Your feet will strike the ground 46,000 times. Your heart will thump your chest more than 30,000 times. And over the course of 26.2 miles, your muscles may spasm, your organs may rebel, and your gastrointestinal system may bail on you.
No one questions that running a marathon is a grueling physical task, but striding toward the finish line takes more than muscle and a strong heart. It takes a mighty will.
"Yes, the marathon is a physical act of endurance, but it is also an act of willpower and self-control when our bodies want to give up," said Niels Christensen, a Radford University associate professor of psychology and a marathon runner. Christensen has joined psychology’s growing interest in willpower by teaching a research course on self-control. "Psychologists are discovering new insights into the power – and fragility – of self-control in our lives," he said.
Many of Christensen's insights into self-control were developed over the long stretches of asphalt on which he trains for marathons. The professor, who was inspired to run when his mother completed her first marathon while in her 60s, has completed six 26.2-milers in the past five years, including the Marine Corps Marathon.

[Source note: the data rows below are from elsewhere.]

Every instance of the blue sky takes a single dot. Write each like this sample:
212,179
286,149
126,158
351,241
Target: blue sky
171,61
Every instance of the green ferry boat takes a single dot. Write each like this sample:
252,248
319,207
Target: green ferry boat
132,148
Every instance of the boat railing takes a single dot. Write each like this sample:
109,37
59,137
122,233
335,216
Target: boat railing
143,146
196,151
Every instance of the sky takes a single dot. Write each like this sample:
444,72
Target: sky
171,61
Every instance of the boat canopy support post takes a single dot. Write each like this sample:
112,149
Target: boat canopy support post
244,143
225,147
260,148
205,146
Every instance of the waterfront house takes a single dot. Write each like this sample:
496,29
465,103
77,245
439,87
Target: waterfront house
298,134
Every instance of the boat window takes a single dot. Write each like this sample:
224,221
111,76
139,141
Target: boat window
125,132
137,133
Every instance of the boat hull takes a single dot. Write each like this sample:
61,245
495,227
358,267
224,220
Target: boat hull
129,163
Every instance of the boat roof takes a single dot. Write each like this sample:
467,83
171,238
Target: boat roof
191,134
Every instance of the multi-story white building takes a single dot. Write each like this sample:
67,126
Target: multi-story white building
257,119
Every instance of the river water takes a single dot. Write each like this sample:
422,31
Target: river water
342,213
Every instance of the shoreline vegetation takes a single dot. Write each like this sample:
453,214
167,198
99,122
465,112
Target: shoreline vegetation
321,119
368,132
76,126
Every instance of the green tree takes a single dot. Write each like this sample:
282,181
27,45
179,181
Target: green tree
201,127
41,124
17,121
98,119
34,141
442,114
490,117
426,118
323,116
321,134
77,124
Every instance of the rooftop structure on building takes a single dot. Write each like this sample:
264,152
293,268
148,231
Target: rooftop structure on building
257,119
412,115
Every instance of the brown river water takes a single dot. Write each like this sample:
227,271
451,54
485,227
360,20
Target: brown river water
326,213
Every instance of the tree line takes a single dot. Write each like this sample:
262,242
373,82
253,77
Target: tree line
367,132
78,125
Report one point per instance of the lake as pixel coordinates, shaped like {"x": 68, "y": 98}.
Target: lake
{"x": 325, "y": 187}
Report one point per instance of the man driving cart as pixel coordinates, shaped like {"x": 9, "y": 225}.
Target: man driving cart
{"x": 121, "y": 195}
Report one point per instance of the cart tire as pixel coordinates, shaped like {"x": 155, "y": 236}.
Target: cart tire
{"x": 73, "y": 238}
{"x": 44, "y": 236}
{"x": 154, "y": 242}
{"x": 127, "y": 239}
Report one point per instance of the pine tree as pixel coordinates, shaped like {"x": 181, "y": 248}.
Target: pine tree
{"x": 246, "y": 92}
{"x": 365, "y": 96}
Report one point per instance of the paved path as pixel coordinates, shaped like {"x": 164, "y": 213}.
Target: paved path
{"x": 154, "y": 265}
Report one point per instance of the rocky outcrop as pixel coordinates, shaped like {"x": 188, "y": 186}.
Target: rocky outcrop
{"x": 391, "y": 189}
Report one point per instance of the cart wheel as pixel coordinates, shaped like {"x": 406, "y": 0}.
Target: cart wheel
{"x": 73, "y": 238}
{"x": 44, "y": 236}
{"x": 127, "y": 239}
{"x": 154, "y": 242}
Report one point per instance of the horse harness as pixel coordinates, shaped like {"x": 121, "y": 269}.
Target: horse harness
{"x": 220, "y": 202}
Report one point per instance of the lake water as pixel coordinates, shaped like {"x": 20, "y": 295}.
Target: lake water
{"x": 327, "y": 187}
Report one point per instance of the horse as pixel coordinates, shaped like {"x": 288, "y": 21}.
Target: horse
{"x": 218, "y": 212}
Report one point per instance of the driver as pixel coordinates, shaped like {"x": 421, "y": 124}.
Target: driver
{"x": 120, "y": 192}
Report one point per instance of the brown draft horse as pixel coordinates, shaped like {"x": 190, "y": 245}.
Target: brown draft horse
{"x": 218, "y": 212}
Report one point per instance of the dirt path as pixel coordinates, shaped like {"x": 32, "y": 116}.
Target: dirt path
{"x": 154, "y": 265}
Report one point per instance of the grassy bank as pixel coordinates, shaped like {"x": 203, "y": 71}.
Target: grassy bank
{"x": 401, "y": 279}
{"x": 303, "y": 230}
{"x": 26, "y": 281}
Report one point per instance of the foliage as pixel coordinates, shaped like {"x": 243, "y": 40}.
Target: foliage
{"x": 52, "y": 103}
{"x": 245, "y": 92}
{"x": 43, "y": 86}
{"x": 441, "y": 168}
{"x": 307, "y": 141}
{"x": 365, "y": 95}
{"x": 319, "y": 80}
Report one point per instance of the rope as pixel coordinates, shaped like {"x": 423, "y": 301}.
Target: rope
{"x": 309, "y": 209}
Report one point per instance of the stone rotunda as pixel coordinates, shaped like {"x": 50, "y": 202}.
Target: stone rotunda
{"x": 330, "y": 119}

His fastest time is 4 hours and 7 minutes in the Richmond Marathon. "I'm what they call a 'back-of-the-packer,'" he joked. The professor's most embarrassing and demoralizing marathon moment, he said, was in that Richmond race.
"People pass you, and that can be so depressing," Christensen recalled. "In Richmond, an older lady passed me, and she was wearing a leopard-skin miniskirt and running top. When she passed me, I was like, 'That is it. It will not get any lower than that.' "
In Philadelphia, he was passed by a man who juggled the entire race, but the professor later overtook the juggler.
Christensen recovered from those dispiriting episodes and willed himself across the finish line in both races. Ahead of preparing for his next big race, he offers these five tips for how you can do the same.
- Habit, habit, habit. If the first three rules of real estate are “location, location, location,” then the first three rules of self-control are “habit, habit, habit.” Psychologists have repeatedly shown that humans are prone to making automatic decisions with little conscious awareness. This is detrimental if we have a habit of eating doughnuts each morning, but the power of automaticity can also be harnessed for our advantage. The power of habit is most important in scheduling training runs in the 15 to 18 weeks leading up to a marathon. Running on the same days and at the same times every week will increase the likelihood that it gets done.
- Carbohydrates are good for your muscles … and your willpower. Research suggests that, like muscles, our willpower needs fuel, too. People who use self-control on one task typically showed reduced willpower on subsequent tasks. However, this depletion of self-control can be washed away when participants are given a sugary beverage. Clearly too much sugar or fluctuations in one’s blood glucose are not good. But runners should make sure they are getting sufficient carbohydrates to make good decisions at the end of the marathon. It’s easier to give up when your brain hurts.
- Have extra motivation ready when raw willpower gives out. Self-control can only do so much for decision making, especially as it wears down over the course of training or a race. One way to overcome these lows in willpower is to increase motivation. Having reminders of why we are running—especially reminders about other people—can pull us through the difficult times.
- Win some, lose some. Over the course of a 16-week training plan, every runner will have some great runs and some stinkers. Success or failure can enhance our determination depending on how we frame the event. Researchers recommend looking forward (Look how far I still have to go!) following success so that we don’t rest on our laurels. After a failure, we’re better focusing on the past (Look how far I’ve come!) to re-energize ourselves.
- Practice running…and self-control. Any running coach will tell you that the best performance-enhancing drug for running is, well, running. Increasing training miles each week makes us faster and stronger. Self-control can be improved with practice as well. And the great thing is that willpower appears to generalize from one task to another. So practicing self-control by resisting unhealthy foods can improve future self-control for unrelated temptations, for example, resisting overindulgence in video games.